Single by Carmen Consoli

from the album Stato di necessità
- Released: 2000
- Genre: Ballad
- Length: 3:24
- Label: Polydor
- Songwriter: Carmen Consoli

Carmen Consoli singles chronology
| "Orfeo" (2000) | "L'ultimo bacio" (2000) | "L'eccezione" (2002) |

Audio
- "L'ultimo bacio" on YouTube

= L'ultimo bacio (song) =

"L'ultimo bacio" (/it/; ) is a 2000 song composed and performed by Carmen Consoli.

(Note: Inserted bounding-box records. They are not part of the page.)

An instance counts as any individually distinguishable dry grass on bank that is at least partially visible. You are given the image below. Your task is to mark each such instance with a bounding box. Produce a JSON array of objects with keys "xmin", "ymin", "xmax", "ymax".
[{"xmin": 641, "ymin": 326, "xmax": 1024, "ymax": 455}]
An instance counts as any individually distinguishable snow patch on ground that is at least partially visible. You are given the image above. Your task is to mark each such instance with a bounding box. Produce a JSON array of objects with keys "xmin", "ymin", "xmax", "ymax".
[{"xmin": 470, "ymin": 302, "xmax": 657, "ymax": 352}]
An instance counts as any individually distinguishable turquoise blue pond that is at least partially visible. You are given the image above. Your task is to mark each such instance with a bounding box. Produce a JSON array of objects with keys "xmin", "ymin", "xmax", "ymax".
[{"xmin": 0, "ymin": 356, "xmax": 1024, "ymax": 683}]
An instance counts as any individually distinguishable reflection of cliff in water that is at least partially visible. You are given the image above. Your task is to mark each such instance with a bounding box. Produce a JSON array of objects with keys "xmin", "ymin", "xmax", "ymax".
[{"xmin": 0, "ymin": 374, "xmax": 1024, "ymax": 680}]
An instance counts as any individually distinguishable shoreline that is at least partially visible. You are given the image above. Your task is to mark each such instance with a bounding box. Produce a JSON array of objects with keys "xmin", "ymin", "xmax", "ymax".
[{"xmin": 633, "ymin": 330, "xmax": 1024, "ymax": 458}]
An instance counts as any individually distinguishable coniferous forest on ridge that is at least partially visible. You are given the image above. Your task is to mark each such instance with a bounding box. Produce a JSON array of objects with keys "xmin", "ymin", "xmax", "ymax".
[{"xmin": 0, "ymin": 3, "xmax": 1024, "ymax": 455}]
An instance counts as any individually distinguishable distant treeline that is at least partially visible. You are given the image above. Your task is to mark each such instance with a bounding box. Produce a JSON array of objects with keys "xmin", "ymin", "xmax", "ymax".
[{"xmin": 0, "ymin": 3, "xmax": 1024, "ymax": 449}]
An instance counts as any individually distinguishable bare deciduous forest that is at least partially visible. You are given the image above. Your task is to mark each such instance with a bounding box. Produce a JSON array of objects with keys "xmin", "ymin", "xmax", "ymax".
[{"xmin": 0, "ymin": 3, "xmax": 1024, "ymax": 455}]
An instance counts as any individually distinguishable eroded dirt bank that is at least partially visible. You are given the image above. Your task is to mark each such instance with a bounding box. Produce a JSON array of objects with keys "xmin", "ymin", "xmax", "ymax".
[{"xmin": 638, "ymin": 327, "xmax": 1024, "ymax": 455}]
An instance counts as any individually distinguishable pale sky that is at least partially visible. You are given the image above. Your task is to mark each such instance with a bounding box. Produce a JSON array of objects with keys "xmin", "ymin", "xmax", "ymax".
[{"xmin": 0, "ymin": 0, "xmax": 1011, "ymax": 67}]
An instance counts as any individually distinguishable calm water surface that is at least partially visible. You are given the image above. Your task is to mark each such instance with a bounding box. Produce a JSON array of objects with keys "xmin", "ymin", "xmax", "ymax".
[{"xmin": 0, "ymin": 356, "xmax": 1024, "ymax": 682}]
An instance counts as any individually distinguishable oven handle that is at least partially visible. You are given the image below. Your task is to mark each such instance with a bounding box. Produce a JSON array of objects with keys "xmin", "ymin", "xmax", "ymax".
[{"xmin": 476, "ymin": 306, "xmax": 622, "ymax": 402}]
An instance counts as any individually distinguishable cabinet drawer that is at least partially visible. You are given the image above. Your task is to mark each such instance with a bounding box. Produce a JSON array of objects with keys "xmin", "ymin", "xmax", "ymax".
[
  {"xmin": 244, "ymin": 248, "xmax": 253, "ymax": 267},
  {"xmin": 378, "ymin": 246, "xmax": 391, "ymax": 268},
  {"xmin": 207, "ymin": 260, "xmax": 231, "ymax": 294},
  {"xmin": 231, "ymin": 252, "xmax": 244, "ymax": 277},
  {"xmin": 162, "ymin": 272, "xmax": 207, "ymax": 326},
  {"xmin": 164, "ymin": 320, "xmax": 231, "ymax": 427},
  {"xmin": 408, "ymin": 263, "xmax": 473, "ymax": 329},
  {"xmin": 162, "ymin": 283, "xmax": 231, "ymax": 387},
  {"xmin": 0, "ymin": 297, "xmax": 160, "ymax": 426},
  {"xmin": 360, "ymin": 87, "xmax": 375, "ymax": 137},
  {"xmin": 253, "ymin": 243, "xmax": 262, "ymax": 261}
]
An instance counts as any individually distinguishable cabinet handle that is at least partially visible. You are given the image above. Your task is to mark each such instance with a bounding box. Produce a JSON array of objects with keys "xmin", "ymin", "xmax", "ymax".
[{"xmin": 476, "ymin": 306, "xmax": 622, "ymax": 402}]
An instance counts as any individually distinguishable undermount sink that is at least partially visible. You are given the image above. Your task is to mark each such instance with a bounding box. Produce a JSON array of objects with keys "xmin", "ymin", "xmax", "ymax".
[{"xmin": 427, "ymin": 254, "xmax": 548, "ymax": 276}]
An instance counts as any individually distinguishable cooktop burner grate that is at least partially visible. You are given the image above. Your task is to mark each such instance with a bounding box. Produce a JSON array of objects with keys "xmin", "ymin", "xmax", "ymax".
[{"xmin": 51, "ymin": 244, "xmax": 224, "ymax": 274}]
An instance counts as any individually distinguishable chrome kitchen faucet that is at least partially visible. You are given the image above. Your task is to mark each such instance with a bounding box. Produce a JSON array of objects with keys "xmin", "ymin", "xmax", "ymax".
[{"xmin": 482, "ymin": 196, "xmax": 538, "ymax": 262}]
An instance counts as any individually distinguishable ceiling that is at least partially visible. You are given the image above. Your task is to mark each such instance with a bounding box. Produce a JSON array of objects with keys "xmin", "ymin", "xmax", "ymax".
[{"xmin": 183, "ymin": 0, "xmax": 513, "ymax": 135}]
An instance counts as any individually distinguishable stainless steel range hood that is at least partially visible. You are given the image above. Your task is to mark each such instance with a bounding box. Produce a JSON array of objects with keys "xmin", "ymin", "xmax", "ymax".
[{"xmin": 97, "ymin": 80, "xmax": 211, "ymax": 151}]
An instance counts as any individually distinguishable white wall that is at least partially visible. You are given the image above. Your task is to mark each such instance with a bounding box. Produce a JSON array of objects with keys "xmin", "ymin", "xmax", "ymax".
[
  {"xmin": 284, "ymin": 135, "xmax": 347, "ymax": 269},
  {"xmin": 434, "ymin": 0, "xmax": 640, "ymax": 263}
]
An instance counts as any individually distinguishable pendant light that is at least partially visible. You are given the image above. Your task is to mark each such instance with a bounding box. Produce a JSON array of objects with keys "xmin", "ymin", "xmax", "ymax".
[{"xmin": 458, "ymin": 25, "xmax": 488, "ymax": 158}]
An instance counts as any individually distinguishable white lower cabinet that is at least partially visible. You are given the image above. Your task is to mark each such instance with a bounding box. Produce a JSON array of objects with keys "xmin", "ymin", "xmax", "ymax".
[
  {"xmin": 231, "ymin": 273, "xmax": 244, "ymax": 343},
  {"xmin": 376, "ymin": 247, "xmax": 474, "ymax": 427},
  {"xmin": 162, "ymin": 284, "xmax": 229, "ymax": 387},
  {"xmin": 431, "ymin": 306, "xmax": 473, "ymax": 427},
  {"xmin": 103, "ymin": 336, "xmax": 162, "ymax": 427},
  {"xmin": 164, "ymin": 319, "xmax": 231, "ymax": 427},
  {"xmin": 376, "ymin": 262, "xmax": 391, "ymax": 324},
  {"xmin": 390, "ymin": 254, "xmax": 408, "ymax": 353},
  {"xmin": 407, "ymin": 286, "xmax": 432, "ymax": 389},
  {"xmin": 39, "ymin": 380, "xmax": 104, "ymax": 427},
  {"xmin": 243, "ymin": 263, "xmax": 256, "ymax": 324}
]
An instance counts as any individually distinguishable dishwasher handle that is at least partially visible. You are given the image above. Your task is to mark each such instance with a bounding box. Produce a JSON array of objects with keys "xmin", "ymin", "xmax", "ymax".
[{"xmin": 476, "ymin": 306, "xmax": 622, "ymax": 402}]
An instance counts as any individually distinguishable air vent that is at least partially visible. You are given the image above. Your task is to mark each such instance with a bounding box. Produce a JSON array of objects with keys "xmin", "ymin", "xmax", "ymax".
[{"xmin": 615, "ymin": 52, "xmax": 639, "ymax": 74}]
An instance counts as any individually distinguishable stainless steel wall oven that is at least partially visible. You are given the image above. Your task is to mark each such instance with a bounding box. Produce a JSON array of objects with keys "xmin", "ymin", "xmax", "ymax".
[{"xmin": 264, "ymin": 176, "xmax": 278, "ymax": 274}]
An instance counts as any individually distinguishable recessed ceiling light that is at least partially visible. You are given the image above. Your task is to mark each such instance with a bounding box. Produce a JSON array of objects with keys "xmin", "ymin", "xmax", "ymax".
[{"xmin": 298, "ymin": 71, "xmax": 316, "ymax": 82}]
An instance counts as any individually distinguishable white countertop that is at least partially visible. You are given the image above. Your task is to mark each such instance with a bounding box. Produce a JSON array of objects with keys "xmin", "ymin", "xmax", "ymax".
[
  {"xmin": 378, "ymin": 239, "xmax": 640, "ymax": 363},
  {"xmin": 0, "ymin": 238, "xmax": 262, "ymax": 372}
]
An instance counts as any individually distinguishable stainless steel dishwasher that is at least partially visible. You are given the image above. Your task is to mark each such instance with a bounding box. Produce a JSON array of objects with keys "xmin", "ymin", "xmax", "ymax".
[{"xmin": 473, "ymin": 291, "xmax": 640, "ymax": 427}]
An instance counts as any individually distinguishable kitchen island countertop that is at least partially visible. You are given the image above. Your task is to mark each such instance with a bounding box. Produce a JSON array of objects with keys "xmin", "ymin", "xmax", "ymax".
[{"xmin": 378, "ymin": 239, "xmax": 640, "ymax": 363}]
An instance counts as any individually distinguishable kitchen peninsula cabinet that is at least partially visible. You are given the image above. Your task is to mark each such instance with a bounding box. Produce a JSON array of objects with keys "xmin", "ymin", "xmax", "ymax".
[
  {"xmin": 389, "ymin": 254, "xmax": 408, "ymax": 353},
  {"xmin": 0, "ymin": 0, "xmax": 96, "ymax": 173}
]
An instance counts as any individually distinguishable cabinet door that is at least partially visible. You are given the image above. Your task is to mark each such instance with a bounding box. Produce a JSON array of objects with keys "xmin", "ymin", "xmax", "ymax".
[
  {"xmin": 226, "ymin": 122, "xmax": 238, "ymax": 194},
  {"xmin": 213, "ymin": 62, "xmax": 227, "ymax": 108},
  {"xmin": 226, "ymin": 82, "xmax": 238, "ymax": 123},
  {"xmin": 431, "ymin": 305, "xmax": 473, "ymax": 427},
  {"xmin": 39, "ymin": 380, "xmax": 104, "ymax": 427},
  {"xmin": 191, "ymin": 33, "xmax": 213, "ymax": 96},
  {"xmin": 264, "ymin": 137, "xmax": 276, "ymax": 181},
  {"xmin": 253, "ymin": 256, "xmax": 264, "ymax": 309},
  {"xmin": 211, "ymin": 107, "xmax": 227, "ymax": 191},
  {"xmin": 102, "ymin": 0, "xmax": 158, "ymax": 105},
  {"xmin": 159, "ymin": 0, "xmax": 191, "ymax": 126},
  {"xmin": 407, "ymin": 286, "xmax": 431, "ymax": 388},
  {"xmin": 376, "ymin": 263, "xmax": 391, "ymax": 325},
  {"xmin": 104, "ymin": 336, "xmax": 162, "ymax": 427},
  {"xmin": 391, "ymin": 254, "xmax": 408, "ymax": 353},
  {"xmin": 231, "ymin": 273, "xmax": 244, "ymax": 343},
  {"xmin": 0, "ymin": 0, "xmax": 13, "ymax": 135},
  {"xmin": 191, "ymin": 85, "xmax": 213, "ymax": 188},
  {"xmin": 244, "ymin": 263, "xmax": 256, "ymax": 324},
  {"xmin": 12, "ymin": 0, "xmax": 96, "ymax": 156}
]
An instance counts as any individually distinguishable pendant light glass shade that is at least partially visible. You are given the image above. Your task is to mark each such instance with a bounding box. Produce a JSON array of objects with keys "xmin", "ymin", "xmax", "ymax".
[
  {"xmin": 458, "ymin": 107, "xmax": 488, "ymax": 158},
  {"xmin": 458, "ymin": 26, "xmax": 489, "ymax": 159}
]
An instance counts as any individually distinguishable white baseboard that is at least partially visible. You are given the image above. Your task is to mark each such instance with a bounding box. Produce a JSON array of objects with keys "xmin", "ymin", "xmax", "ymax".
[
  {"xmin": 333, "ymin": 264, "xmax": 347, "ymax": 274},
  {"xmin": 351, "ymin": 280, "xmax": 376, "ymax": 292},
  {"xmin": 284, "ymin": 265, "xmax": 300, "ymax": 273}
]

One of Consoli's better known songs, its lyrics inspired the Gabriele Muccino's film with the same title (internationally known as The Last Kiss). The song was eventually included in the film's soundtrack, and Consoli made a brief cameo in the final scene of the film. Muccino also directed the music video of the song.

== Reception ==
The song, which includes several explicit as well as hidden references to Domenico Modugno's "Piove", has been described as "vibrant, heartbreaking, sophisticated" and as a song which made "even the most sceptical ones [...] capitulate, having to admit that [Consoli's] peculiar way of using erudite expressions, seeking difficulty instead of linearity, rippling the surface of the verses to chase an alliteration or an assonance at all costs could, under balanced conditions, become a kind of poetry that is unique on the Italian scene". It won the Nastro d'Argento for best original song.

==Track listing==

| No. | Title | Length |
|---|---|---|
| 1. | "L'ultimo bacio" | 3:24 |

==Certifications==

| Region | Certification | Certified units/sales |
| Italy (FIMI) certification for digital sales and streaming since January 2009 | Gold | 25,000^{‡} |
^{‡} Sales+streaming figures based on certification alone.